Frontiers in Psychology 9: 2204.
Fulltext at https://cepa.info/5611
This article focuses on a scientific approach to the study of cognition that Warren McCulloch introduced in the era of cybernetics as “experimental epistemology.” In line with recent attempts to highlight its contribution to cognitive science and AI, our article intends to draw attention to its unexplored influence on contemporary embodied approaches to the investigation of mind and consciousness. To this end, we will survey a series of models of cognitive systems genealogically related to the McCulloch-Pitts networks-based modeling approach, i.e., von Foerster’s model of the biological computer, the Maturana-Varela model of the autopoietic system, and Varela’s model of emergent selves.
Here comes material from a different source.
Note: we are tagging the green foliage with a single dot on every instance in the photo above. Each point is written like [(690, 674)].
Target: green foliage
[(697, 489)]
Based on examination of the relevant aspects of these models, we will argue that they offered the McCulloch-Pitts “cybernetic of networks” a coherent methodological and theoretical line of development, complementary to the well-known computationalist one. As we will show, this alternative evolutionary line empowered the biological orientation of McCulloch’s experimental epistemology, laying foundations for contemporary “radically embodied” approaches to mind and consciousness – in particular the Thompson-Varela approach. We will identify the heritage of this tradition of inquiry for future research in cognitive science and AI by proposing guidelines that synthetize how its methodological and theoretical insights suggest taking into account the role(s) played by the biological body in cognitive processes – consciousness included.